L’idolâtrie : cette notion est abordée sous bien des angles, au travers des trois composants que sont l’image, la mère et l’absence, comme indiqué par l’auteur. La religion juive condamne l’idolâtrie, l’adoration des idoles, ou plutôt ici le report de l’amour ou de l’intérêt de la personne aimée ou d’un être humain, vers sa représentation. Joann Sfar met en scène le fait que sa vocation va à l’encontre de cet interdit religieux et culturel de son milieu, qu’il peut consacrer une quinzaine d’heures par jour à la pratique du dessin (cette représentation de l’individu ou de l’objet), que cette pratique l’apaise sans qu’il ne puisse être réellement rassasié. Il s’interroge sur la genèse de cette envie, en particulier le lien qu’il peut y avoir avec le fait d’avoir perdu sa mère alors qu’il était encore un jeune enfant. À plusieurs reprises, un personnage établit le danger de l’idolâtrie : Si on aime davantage une image que le réel, on est fichu, on ne se prosternera pas devant les idoles. Et aussi : Ce qui n’est pas permis, c’est de tomber en adoration face à une image. Ou encore un rabbin qui dit : Ils applaudissent tous Johnny Halliday, pendant ce temps-là, leur vie, elle file.

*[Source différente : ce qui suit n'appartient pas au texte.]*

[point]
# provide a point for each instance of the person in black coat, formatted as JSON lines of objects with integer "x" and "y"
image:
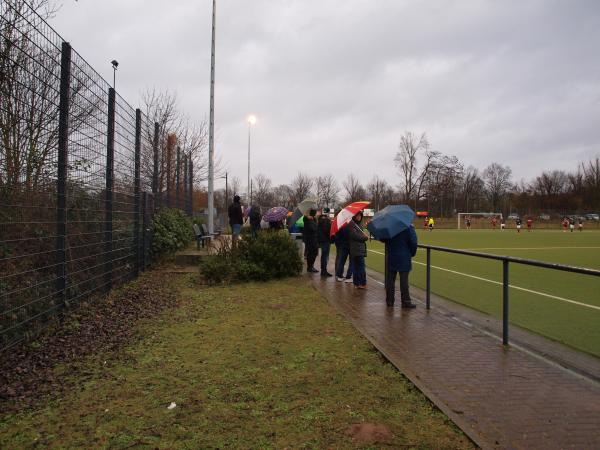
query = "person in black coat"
{"x": 236, "y": 219}
{"x": 255, "y": 217}
{"x": 342, "y": 252}
{"x": 399, "y": 252}
{"x": 358, "y": 250}
{"x": 311, "y": 242}
{"x": 324, "y": 240}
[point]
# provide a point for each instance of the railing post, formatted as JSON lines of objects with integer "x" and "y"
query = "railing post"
{"x": 63, "y": 158}
{"x": 136, "y": 225}
{"x": 155, "y": 164}
{"x": 505, "y": 302}
{"x": 108, "y": 204}
{"x": 428, "y": 293}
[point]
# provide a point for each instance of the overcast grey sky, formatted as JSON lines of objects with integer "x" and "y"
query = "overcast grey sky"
{"x": 335, "y": 83}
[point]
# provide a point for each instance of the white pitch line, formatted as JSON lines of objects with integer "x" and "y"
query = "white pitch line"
{"x": 532, "y": 248}
{"x": 510, "y": 285}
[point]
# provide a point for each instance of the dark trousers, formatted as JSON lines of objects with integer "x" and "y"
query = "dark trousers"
{"x": 360, "y": 271}
{"x": 342, "y": 254}
{"x": 311, "y": 256}
{"x": 390, "y": 287}
{"x": 325, "y": 247}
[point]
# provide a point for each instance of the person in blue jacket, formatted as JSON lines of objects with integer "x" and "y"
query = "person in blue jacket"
{"x": 399, "y": 252}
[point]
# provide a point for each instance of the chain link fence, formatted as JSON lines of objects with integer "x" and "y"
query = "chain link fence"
{"x": 74, "y": 220}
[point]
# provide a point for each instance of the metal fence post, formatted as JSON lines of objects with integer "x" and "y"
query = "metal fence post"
{"x": 144, "y": 247}
{"x": 428, "y": 295}
{"x": 136, "y": 224}
{"x": 155, "y": 167}
{"x": 177, "y": 178}
{"x": 191, "y": 188}
{"x": 108, "y": 204}
{"x": 169, "y": 179}
{"x": 186, "y": 197}
{"x": 505, "y": 302}
{"x": 63, "y": 158}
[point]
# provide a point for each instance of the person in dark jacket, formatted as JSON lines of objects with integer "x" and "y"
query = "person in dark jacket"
{"x": 342, "y": 253}
{"x": 255, "y": 217}
{"x": 323, "y": 231}
{"x": 358, "y": 250}
{"x": 399, "y": 252}
{"x": 310, "y": 240}
{"x": 236, "y": 219}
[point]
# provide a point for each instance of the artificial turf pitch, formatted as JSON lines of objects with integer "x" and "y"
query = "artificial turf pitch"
{"x": 568, "y": 313}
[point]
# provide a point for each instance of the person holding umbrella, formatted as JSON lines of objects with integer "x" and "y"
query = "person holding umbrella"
{"x": 311, "y": 243}
{"x": 255, "y": 219}
{"x": 393, "y": 226}
{"x": 342, "y": 253}
{"x": 324, "y": 239}
{"x": 236, "y": 219}
{"x": 358, "y": 250}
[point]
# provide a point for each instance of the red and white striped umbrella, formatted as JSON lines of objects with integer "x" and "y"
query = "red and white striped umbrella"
{"x": 345, "y": 216}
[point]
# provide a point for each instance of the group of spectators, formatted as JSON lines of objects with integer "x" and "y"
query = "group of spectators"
{"x": 350, "y": 243}
{"x": 351, "y": 249}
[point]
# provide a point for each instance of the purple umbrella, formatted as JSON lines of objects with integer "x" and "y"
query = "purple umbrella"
{"x": 275, "y": 214}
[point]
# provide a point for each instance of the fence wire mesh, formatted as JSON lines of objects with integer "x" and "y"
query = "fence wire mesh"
{"x": 64, "y": 236}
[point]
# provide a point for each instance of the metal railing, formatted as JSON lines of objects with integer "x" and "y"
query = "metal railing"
{"x": 506, "y": 260}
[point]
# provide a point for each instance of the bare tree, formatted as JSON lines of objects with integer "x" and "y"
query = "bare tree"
{"x": 283, "y": 196}
{"x": 262, "y": 192}
{"x": 414, "y": 173}
{"x": 591, "y": 174}
{"x": 301, "y": 187}
{"x": 29, "y": 95}
{"x": 472, "y": 188}
{"x": 354, "y": 190}
{"x": 551, "y": 183}
{"x": 376, "y": 191}
{"x": 327, "y": 190}
{"x": 498, "y": 180}
{"x": 235, "y": 186}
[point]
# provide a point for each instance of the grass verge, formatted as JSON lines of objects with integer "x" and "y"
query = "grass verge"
{"x": 266, "y": 365}
{"x": 572, "y": 324}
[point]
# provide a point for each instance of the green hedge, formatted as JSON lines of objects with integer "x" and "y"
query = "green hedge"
{"x": 171, "y": 231}
{"x": 270, "y": 255}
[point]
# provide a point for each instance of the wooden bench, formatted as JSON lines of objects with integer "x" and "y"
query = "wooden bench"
{"x": 206, "y": 233}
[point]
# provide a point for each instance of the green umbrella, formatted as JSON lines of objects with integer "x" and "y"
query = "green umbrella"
{"x": 303, "y": 208}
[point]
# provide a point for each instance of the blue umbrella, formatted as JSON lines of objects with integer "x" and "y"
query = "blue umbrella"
{"x": 275, "y": 214}
{"x": 391, "y": 221}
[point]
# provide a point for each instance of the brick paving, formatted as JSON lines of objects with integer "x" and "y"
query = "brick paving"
{"x": 501, "y": 397}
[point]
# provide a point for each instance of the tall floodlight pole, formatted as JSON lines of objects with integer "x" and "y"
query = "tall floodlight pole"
{"x": 251, "y": 121}
{"x": 211, "y": 131}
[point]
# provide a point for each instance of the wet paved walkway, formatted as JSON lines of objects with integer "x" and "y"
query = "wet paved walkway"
{"x": 501, "y": 397}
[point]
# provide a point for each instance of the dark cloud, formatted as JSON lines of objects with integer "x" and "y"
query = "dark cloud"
{"x": 334, "y": 84}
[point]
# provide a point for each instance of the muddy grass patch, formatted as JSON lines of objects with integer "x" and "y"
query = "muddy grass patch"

Deuxième tome d’une autobiographie thématique : l’auteur continue d’enchanter le lecteur. Son investissement dans la narration visuelle est remarquable de bout en bout, à la fois pour cette sensation de spontanéité, à la fois pour la richesse visuelle et la qualité des reconstitutions. Comme la forme, le fond n’appartient qu’à l’auteur, sa vie personnelle dans toute sa richesse, ses expériences, ses amis et ses relations, sa culture et sa famille, tout ce qui en fait un être humain unique, avec une dimension universelle comme une évidence. Une belle humanité.